By contrast, Hall et al. does not show this way of building a decision tree, by performing a 
cluster analysis in refining a node of a decision tree. Rather, Hall et al. is directed to a method of 
developing of fuzzy rules from continuous valued data by building a decision tree in accordance with 
the C4.5 algorithm (Abstract, p. 1757, col. 1). 

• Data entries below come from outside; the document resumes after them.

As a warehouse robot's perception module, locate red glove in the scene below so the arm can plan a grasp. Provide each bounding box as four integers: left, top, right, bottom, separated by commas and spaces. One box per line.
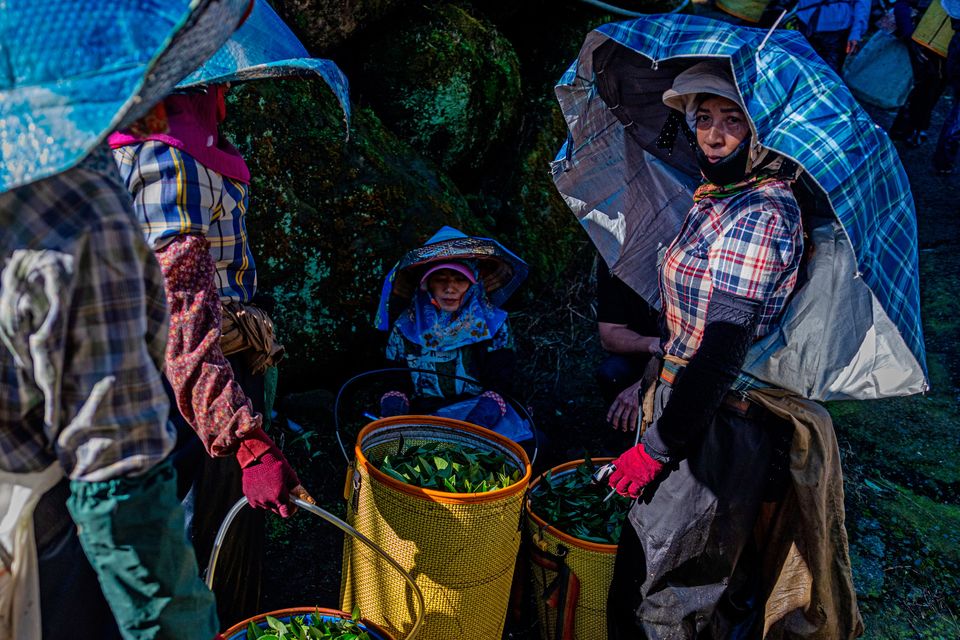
608, 444, 663, 498
237, 429, 300, 518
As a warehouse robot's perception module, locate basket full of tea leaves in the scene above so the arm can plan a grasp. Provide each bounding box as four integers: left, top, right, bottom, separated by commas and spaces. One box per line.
379, 439, 521, 493
530, 456, 631, 545
223, 607, 393, 640
340, 415, 530, 640
527, 457, 631, 640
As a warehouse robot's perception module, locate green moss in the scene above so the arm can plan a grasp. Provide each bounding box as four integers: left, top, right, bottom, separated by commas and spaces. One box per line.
355, 3, 520, 182
225, 75, 480, 388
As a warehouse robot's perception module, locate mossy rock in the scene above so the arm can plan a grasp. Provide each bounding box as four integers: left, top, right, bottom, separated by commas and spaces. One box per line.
224, 79, 481, 389
268, 0, 410, 53
348, 4, 520, 187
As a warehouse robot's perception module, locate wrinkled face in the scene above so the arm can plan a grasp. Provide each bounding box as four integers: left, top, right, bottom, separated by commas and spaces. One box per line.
427, 269, 470, 312
697, 96, 750, 163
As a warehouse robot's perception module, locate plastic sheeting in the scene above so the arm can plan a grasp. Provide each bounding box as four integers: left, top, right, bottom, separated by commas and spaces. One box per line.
0, 0, 249, 192
552, 16, 927, 400
177, 0, 350, 122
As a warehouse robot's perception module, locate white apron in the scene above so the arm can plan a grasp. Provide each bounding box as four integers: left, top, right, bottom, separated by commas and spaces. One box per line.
0, 463, 63, 640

However, Hall et al. recognize that the "C4.5 algorithm tree algorithm requires crisp class 
assignments for all objects. It is necessary to partition the continuous output values into a effect set of 
discrete output classes." (Section 2.1, p. 1758, col. 1, emphasis added). Accordingly, Hall et al. 
propose to preprocess the data first by applying a fuzzy c-means clustering to determine the discrete 
classes, and then feeding the discrete classes into the C4.5 algorithm: "After a discrete class has been 
created for each example, as discussed in Section 2.1, C4.5 may be used to create a decision tree." 
(Section 3, p. 1759, col. 1). 

Accordingly, Hall et al. fails to teach or suggest "performing a cluster analysis along the 
selected feature to group the data into one or more clusters" since whatever cluster analysis that is 
performed in Hall et al. is performed before building the decision tree, that is, without selecting a 
feature when refining a node of a decision tree. The remaining references, Shafer et al. and Choe et al., 
also fail to teach this aspect of claims 1-9 and 18-26. 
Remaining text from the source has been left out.